Quando, numa execução movida contra um só cônjuge, se tenha

fundamentadamente alegado que a dívida, constante de título diverso da

sentença, é comum, o cônjuge do executado é citado para, em alternativa e no

mesmo prazo, “declarar se aceita a comunicabilidade da dívida, baseado no

fundamento alegado, com a cominação de, se nada disser, a dívida ser

considerada comum, para os efeitos de execução e sem prejuízo da oposição

que contra ela deduza” (art. 825.º, n.º 2).

Sendo considerada comum a dívida, a execução prossegue também

contra o cônjuge não executado, podendo ser penhorados bens deste. Nos

termos do art. 1695.º, n.º 1, do Código Civil, pelas dívidas que são da

responsabilidade de ambos os cônjuges (dívidas comuns) “respondem os bens

comuns do casal e, na falta ou insuficiência deles, solidariamente, os bens

próprios de qualquer dos cônjuges”.

Já no caso de o cônjuge citado ter recusado a comunicabilidade, sem ter

requerido a separação de bens, nem apresentado certidão de acção pendente

para partilha, a execução segue sobre os bens comuns (art. 825.º, n.º 4).

Quando o exequente não alegue que a dívida é comunicável, pode o

executado ou o outro cônjuge, requerer, no prazo da oposição, a separação de

bens ou juntar a certidão de processo de inventário pendente, sob pena de a

execução prosseguir sobre os bens penhorados (art. 825.º, n.º 5).

Page 3: Legitimidade dos cônjuges

Em disposição paralela a do n.º 2 do art. 825.º, o n.º 6 deste artigo prevê

que possa ser o próprio cônjuge executado a suscitar a questão da

comunicabilidade da dívida. Nesta situação, o cônjuge não executado, se não

tiver requerido a separação de bens, é notificado para os termos e efeitos do

n.º 2, aplicando-se os nos 3 e 4, se não houver oposição do exequente.

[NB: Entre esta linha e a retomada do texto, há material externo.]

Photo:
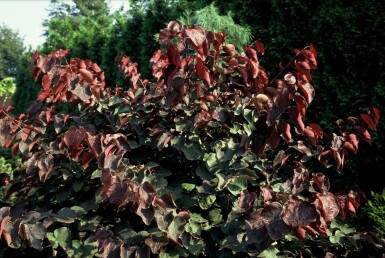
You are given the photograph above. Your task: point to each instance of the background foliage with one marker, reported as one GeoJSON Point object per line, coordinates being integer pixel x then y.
{"type": "Point", "coordinates": [11, 49]}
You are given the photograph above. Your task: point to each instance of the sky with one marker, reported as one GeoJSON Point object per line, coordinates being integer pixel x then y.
{"type": "Point", "coordinates": [26, 17]}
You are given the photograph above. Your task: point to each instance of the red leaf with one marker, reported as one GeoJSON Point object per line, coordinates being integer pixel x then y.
{"type": "Point", "coordinates": [15, 148]}
{"type": "Point", "coordinates": [173, 55]}
{"type": "Point", "coordinates": [352, 138]}
{"type": "Point", "coordinates": [349, 146]}
{"type": "Point", "coordinates": [312, 50]}
{"type": "Point", "coordinates": [251, 53]}
{"type": "Point", "coordinates": [301, 104]}
{"type": "Point", "coordinates": [87, 158]}
{"type": "Point", "coordinates": [299, 214]}
{"type": "Point", "coordinates": [284, 129]}
{"type": "Point", "coordinates": [316, 129]}
{"type": "Point", "coordinates": [300, 233]}
{"type": "Point", "coordinates": [307, 90]}
{"type": "Point", "coordinates": [273, 139]}
{"type": "Point", "coordinates": [87, 75]}
{"type": "Point", "coordinates": [311, 57]}
{"type": "Point", "coordinates": [308, 133]}
{"type": "Point", "coordinates": [258, 144]}
{"type": "Point", "coordinates": [280, 159]}
{"type": "Point", "coordinates": [74, 136]}
{"type": "Point", "coordinates": [246, 200]}
{"type": "Point", "coordinates": [329, 206]}
{"type": "Point", "coordinates": [376, 114]}
{"type": "Point", "coordinates": [321, 182]}
{"type": "Point", "coordinates": [96, 68]}
{"type": "Point", "coordinates": [202, 70]}
{"type": "Point", "coordinates": [260, 47]}
{"type": "Point", "coordinates": [294, 114]}
{"type": "Point", "coordinates": [368, 120]}
{"type": "Point", "coordinates": [280, 105]}
{"type": "Point", "coordinates": [363, 133]}
{"type": "Point", "coordinates": [46, 82]}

Quando o cônjuge não executado ou o outro cônjuge tiver junto o

requerimento a pedir a separação, ou se for junta a certidão do inventário, a

execução fica suspensa até à partilha. No caso de os bens penhorados não

terem cabido ao cônjuge executado, podem ser penhorados outros que lhe

tenham cabido, permanecendo a anterior penhora até nova apreensão (n.º 7 do

art. 825.º).

V. Deve notar-se que, como veremos adiante, o cônjuge não executado

deve ser citado para a execução quando a penhora tenha recaído sobre bens

imóveis ou estabelecimento comercial que, apesar de serem bens próprios de

executado, este não possa alienar livremente (cfr. art. 1682.º-A do Código

Civil). É o que dispõe o art. 864.º, n.º 3, alínea a), 1.ª parte(3).

3(?) Sobre esta matéria remete-se para Teixeira de Sousa, Reforma da Acção Executiva, págs. 92-96, Maria José Capelo, “Pressupostos processuais gerais”, in Themis ano IV (2003), n.º 7, págs. 79-93; Lebre de Freitas, Acção Executiva cit., 5.ª ed., pág. 233 e segs. e Amâncio Ferreira, Curso cit., 12.º ed., págs. 212-217.